Para aumentar la potencia a un amplificador que te saca 50W por otra superior, lo primero es que estudies que tienes que variar todos los parametros, corriente tensión, componentes, así que si lo haces para 50W a lo sumo le podras sacar 60W pero no los 200W que quieres tu ¡Hay que hacerlo de nuevo!
Antonio.


----------



## Cacho (Jul 29, 2009)

Me compré un Fiat 600 y quiero que ande a 250km/h. ¿Qué le tengo que poner?

Un motor nuevo, otra caja de cambios, un chasis distinto, refuerzos por todos lados, otras cubiertas y llantas, una jaula antivuelcos, suspensión especial... Y sigue la lista.

Sin intentar comparar a tu amplificador con un fitito, más o menos la pregunta que hacés es equivalente.

Es posible que el fitito legue a 250km/h, pero deja casi de ser un fitito salvo por la carrocería.
Es posible que tu amplificador de 200W, pero deja de ser tu amplificador salvo por la carcasa.

Saludos

PS: Las "u" después de las "q" quedan muy bien y se están usando mucho esta temporada 
Y moví el tema a Audio: Discusión General.


----------



## snake-skin (Dic 1, 2011)

¿Se puede aumentar la potencia de mi amplificador?

Hola que tal a todos espero que me puedan ayudar esta vez, tengo un amplificador de audio para mi auto, compre el amplificador es un targa cuadrafonico de 400watts estaba descompuesto lo acabo de reparar y ya funciona bien, entraba en la duda de si le puedo aumentar la potencia del amplificador trae lo que son amplificadores de 50 watts cada uno que son KB778 y KD998.

Ajunto la imagen del amplificador y sus hoja de datos de  los amplificadores k trae hojala me puedan ayudar y si hay que hacerle una modificacion me puedan decir salu2.


----------



## DOSMETROS (Dic 1, 2011)

Otro más , te buscaste una novia de un metro cuarenta y ahora querés que mida un metro ochenta . . . cambiá de novia 

Solo fijate si permite ponerlo en puente.


Saludos !


----------



## SKYFALL (Dic 1, 2011)

Esos KD y KB son transistores de potencia. Debes cambiar estos por unos de mayor potencia pero igual polaridad y ver si es posible que el amplificador pueda tomar más corriente del automovil.


----------



## pandacba (Dic 1, 2011)

snake-skin dijo:
			
		

> ¿Se puede aumentar la potencia de mi amplificador?
> 
> Hola que tal a todos espero que me puedan ayudar esta vez, tengo un amplificador de audio para mi auto, compre el amplificador es un targa cuadrafonico de 400watts estaba descompuesto lo acabo de reparar y ya funciona bien, entraba en la duda de si le puedo aumentar la potencia del amplificador trae lo que son amplificadores de 50 watts cada uno que son KB778 y KD998.
> 
> Ajunto la imagen del amplificador y sus hoja de datos de  los amplificadores k trae hojala me puedan ayudar y si hay que hacerle una modificacion me puedan decir salu2.

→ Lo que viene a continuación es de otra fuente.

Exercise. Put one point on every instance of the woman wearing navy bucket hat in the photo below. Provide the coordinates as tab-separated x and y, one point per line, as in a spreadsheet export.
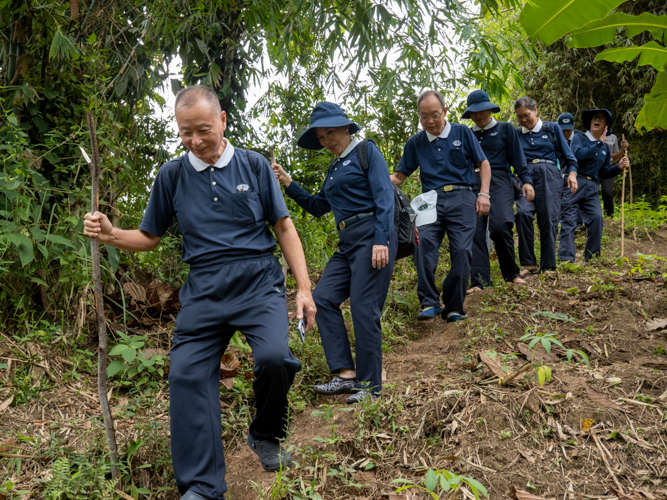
594	159
363	206
500	143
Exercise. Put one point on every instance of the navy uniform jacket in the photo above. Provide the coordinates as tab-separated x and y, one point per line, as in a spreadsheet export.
594	157
538	146
450	159
221	210
348	191
502	148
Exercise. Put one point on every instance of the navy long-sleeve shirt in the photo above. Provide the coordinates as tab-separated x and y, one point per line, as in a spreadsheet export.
449	159
502	148
348	191
593	157
537	146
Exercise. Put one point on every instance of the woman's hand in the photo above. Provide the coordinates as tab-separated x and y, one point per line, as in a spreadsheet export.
380	256
97	225
281	176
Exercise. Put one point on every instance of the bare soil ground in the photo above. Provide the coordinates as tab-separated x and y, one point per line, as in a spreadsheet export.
597	433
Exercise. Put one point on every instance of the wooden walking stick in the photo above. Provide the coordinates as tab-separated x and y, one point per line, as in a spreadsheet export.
623	208
282	255
99	305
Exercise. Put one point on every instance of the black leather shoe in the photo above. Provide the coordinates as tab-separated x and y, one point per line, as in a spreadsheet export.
337	386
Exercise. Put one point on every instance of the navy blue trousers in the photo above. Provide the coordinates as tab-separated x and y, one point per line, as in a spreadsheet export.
501	224
587	201
244	294
350	274
548	185
456	218
607	191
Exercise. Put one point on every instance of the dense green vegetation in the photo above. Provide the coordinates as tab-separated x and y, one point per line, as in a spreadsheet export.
113	57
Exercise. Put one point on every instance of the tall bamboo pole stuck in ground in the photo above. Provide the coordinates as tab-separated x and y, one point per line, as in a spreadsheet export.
282	255
99	306
623	210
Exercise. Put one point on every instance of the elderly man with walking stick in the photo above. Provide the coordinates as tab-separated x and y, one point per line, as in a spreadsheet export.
222	198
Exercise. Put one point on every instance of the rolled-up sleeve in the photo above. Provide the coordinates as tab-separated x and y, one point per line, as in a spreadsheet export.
316	205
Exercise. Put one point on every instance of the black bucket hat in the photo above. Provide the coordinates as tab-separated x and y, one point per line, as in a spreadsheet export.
588	114
478	100
325	114
566	121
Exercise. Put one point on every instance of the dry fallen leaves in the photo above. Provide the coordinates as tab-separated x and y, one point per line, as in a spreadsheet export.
524	495
656	324
600	399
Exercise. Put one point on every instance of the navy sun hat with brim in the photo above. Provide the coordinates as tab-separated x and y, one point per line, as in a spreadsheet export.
478	100
566	121
588	114
325	115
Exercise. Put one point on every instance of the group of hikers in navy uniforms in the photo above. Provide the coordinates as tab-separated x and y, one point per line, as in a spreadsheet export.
224	199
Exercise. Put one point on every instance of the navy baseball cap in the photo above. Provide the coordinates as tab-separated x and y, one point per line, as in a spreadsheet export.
478	100
566	121
325	114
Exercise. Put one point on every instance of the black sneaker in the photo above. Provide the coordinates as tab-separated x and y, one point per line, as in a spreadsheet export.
191	495
271	455
337	386
360	395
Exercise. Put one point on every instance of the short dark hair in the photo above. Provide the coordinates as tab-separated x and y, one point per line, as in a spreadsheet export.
427	93
190	95
525	102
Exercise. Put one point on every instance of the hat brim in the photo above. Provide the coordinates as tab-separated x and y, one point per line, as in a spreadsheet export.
309	140
480	106
587	118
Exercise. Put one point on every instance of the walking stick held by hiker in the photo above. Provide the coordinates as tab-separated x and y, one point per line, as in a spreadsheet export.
99	306
625	155
282	256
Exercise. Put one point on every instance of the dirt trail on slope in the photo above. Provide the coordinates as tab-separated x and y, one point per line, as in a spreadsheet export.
438	402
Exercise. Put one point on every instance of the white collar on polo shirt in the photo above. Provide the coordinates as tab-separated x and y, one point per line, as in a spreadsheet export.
535	129
223	161
353	144
443	135
489	125
590	136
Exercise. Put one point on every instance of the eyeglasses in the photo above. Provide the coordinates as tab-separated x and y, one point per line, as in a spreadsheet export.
425	118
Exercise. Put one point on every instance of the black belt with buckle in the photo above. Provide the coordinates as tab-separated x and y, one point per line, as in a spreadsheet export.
353	220
539	160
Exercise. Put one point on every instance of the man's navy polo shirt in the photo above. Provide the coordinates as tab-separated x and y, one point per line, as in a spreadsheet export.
443	161
502	148
593	156
221	212
537	145
348	191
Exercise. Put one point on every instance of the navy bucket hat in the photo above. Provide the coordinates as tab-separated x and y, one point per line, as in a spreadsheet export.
325	114
566	121
478	100
588	114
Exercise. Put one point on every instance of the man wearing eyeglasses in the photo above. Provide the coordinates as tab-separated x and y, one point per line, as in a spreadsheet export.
448	155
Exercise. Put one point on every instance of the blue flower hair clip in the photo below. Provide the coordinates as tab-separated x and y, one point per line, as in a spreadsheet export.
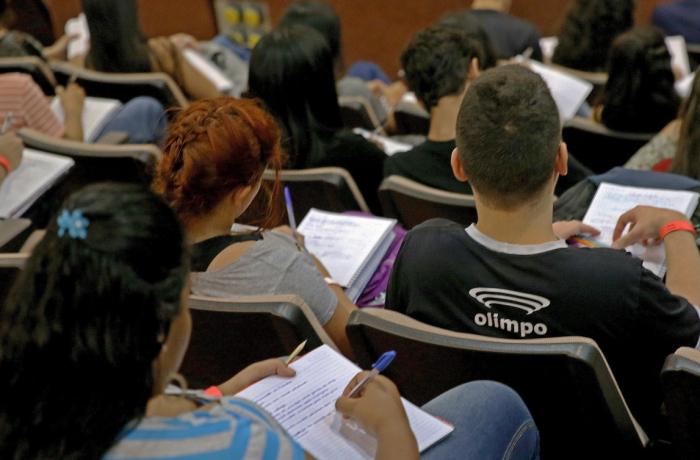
73	223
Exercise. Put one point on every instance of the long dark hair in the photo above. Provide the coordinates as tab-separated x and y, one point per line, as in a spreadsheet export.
639	95
117	44
687	159
291	70
588	33
84	322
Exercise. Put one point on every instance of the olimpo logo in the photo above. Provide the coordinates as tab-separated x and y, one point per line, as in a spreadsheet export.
494	296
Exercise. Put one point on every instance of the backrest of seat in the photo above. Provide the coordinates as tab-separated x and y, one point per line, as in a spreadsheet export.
230	334
123	87
565	382
599	148
93	163
412	203
680	381
34	66
411	119
357	112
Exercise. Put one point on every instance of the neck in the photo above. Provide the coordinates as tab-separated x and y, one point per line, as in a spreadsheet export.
531	223
443	119
495	5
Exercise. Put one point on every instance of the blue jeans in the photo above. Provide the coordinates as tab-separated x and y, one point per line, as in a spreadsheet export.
491	423
143	118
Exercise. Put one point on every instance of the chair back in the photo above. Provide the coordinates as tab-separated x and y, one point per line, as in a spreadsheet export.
34	66
411	119
124	86
565	382
10	267
357	112
412	203
680	382
93	163
600	148
230	334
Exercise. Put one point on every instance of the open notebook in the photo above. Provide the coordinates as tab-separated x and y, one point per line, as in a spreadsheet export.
97	112
611	201
32	178
350	247
305	406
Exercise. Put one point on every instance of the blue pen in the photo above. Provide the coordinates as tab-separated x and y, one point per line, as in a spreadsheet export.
290	211
377	367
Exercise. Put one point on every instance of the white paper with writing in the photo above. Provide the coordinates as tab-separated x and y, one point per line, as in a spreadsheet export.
611	201
305	406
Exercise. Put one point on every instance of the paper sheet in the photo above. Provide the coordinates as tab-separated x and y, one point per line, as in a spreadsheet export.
611	201
390	146
97	112
343	243
34	176
209	70
679	54
305	406
569	92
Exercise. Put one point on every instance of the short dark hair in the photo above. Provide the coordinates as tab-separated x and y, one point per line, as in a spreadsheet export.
436	62
508	135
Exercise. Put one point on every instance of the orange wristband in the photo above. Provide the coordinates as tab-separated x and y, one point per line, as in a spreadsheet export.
676	226
214	391
5	164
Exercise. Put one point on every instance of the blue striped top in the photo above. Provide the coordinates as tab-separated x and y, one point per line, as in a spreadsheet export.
235	429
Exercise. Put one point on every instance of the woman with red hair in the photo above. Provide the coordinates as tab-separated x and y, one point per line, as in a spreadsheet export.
210	172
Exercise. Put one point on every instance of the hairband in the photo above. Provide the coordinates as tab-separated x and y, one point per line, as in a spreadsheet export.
74	223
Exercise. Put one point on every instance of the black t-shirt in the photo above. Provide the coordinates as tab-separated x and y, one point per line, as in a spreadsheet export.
444	277
361	158
510	35
428	164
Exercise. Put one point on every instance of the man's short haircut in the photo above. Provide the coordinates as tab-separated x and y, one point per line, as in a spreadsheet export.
508	135
436	62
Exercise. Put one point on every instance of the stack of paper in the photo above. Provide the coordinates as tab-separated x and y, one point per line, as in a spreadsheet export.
305	406
611	201
97	112
350	247
32	178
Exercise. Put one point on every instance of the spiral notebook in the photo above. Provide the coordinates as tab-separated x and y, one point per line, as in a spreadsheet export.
350	247
305	406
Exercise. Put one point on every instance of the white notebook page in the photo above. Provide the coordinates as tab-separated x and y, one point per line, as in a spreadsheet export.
343	243
305	406
611	201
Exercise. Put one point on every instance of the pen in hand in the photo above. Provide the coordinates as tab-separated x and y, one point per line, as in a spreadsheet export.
377	367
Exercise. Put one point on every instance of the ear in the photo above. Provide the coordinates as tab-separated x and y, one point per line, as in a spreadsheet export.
562	162
474	70
457	168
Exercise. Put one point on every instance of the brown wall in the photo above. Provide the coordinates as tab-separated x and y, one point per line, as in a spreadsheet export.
374	30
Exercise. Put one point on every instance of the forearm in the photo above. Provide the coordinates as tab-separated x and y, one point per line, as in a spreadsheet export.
683	262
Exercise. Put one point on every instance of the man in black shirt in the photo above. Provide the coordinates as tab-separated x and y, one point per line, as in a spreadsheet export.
439	63
510	36
511	275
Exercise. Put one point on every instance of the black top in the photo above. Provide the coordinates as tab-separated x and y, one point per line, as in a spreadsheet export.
206	251
428	164
444	277
509	35
361	158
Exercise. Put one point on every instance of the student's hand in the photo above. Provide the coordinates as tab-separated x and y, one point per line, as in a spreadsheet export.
59	50
645	225
253	373
377	407
11	148
72	98
566	229
287	230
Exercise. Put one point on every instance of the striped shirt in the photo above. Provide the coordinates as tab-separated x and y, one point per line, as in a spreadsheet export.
28	104
234	430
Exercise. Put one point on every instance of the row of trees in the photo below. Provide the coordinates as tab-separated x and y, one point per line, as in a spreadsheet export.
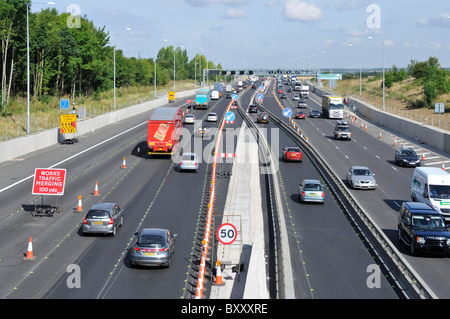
433	77
75	61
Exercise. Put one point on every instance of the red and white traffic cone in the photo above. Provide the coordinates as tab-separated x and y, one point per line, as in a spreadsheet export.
30	255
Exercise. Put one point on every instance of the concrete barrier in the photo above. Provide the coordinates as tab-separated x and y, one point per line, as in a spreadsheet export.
23	145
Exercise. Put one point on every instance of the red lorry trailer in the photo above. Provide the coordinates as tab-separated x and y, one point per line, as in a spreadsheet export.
164	130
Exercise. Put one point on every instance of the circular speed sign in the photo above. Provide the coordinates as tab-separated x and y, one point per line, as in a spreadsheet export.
226	234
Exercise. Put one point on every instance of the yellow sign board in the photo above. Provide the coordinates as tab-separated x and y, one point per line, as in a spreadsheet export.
171	96
68	123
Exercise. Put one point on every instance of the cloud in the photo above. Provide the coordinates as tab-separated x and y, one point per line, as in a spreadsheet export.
302	11
442	20
235	14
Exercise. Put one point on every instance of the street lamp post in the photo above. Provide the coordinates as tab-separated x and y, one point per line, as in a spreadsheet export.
28	62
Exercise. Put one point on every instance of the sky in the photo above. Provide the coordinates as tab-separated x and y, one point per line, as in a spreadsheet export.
276	34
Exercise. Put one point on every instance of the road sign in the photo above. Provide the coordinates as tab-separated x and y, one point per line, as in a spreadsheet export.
287	112
260	97
171	96
49	181
230	117
68	123
64	104
227	234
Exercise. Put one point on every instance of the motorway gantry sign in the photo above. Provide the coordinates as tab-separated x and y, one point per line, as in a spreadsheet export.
68	123
49	181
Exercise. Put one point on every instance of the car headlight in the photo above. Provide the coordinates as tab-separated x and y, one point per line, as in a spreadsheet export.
420	240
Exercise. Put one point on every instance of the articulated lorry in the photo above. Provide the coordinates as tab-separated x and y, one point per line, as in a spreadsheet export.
164	130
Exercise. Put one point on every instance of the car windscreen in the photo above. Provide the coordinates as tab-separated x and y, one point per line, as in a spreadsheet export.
98	214
152	241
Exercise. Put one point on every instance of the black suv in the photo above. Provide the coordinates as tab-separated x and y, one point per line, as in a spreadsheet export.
252	108
422	228
406	157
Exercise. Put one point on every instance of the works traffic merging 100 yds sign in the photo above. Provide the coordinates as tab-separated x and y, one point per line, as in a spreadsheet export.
49	181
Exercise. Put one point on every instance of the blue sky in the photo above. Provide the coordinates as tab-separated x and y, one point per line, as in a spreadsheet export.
289	34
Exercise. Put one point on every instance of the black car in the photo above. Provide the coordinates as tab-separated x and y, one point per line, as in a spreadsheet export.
422	228
252	108
406	157
314	113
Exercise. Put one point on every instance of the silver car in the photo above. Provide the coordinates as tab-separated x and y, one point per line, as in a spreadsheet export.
311	190
154	247
361	177
189	162
212	117
103	218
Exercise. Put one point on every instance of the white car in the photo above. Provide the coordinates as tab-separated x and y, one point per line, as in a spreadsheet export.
212	117
188	162
189	118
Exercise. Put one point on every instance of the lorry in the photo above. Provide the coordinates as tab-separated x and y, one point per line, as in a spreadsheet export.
431	185
304	91
165	126
297	86
202	98
332	107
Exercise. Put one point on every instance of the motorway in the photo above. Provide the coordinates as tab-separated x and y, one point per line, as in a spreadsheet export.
329	259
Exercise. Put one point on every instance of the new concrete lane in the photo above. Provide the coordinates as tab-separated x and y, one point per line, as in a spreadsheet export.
329	259
366	148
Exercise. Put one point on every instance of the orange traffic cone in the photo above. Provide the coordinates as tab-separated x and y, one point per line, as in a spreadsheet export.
96	193
80	205
30	251
219	280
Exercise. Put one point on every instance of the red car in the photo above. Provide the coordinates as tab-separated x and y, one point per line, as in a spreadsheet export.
300	115
292	153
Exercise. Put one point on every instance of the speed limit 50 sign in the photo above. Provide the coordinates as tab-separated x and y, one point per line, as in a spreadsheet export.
226	233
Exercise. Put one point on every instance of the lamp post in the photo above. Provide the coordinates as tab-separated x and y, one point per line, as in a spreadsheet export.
28	62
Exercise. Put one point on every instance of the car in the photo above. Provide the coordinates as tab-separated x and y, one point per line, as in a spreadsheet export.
342	131
189	118
212	117
252	108
361	177
314	113
291	153
311	190
299	115
302	104
407	157
154	247
422	228
188	162
262	118
102	218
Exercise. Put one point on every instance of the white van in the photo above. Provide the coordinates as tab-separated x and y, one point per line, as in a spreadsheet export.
215	95
431	185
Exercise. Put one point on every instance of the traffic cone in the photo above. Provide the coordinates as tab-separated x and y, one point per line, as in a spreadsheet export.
96	193
219	280
80	205
29	255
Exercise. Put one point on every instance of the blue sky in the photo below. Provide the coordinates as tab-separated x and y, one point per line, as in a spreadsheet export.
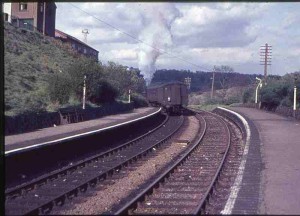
202	34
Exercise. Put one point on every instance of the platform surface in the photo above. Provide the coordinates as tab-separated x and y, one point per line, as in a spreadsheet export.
280	149
18	141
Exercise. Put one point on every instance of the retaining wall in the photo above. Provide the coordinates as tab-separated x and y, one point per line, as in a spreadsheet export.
34	121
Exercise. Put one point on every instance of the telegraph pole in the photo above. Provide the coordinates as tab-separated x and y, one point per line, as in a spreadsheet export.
265	59
84	90
295	98
85	32
187	81
212	85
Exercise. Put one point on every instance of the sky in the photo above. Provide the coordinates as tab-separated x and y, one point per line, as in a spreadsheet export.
188	36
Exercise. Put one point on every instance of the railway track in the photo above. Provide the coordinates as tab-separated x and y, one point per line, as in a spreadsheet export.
186	187
41	195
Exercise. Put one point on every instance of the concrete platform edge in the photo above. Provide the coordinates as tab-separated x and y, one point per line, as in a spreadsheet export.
249	174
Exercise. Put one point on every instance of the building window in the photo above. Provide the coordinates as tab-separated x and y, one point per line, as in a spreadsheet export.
23	6
26	23
6	17
42	8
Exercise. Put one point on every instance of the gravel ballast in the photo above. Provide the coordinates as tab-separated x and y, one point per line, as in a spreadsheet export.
104	198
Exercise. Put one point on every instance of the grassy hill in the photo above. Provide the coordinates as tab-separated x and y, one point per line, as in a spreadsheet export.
29	58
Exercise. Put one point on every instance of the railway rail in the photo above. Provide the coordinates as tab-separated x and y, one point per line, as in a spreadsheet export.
186	187
41	195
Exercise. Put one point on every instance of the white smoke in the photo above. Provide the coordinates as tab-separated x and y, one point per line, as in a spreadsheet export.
158	19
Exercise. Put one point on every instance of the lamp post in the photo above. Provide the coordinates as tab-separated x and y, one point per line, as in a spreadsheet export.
295	97
84	89
129	92
256	92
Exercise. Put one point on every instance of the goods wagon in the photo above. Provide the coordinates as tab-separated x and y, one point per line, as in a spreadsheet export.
172	96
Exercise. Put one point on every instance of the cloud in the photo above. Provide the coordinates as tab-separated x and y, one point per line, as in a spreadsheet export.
228	25
125	54
205	34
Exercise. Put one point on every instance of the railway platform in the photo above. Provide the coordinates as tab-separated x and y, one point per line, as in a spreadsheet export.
272	171
45	136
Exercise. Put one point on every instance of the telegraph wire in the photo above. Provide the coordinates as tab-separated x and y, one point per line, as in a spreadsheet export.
140	41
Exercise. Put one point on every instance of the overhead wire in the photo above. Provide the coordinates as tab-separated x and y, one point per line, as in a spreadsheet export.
161	51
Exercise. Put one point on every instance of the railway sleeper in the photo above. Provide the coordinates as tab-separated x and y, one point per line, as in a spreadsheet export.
186	196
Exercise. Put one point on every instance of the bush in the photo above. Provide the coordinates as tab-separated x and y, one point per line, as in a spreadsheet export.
103	92
232	100
138	100
248	95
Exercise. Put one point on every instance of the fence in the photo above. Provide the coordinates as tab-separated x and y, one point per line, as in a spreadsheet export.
34	121
21	23
285	111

Esos diseños estan echos para esa potencia.
Ni la gente que sabe del tema se pone en eso meno alguien que no tiene ni la más pálida idea porque llamas amplificadores a los transistores empecemos por alli, no entendes la hoja de datos.

Para hacer un amplificador hay que saber los principios de funcionamiento de este y dominarlos eso requiere conocimientos abundantes y basta experiencia.

Como te Dijo Due cambia de amplificador.



Por otro lado decis que se trata de transisostores KD y los que vos subis la hoja de datos son KTD y no tienen nada que ver uno con otros


----------



## yeffer46 (Jul 27, 2014)

cordial saludo gente del foro tengo una gran duda tengo un ampli pero deseo saber si se puede aumentar la potencia de este esta ampli es de poca potencia ulitiza transistores 2STA1943 PNP y 2STC5200 NPN medi el transformador y me arrojo un voltaje de 60 voltios ac supongo sera 
30 ± 30 la verda deseo aumentar la potencia y saber hasta donde se puede   ayuda necesito un poco mas de potencia de antemanos muchas gracias


----------



## Tacatomon (Jul 27, 2014)

Con la pobre administración térmica y de diseño del amplificador, lo que aumentaría sería el riesgo de incendio.

Con modificar solo la etapa amplificadora no lograrás nada. Necesitas también modificar la potencia de la fuente de alimentación, que es donde sacarás mayor potencia al fin y al cabo. Si deseas 500W (por decir un número) en Clase AB la fuente la estarás dimensionando a aproximadamente 750W.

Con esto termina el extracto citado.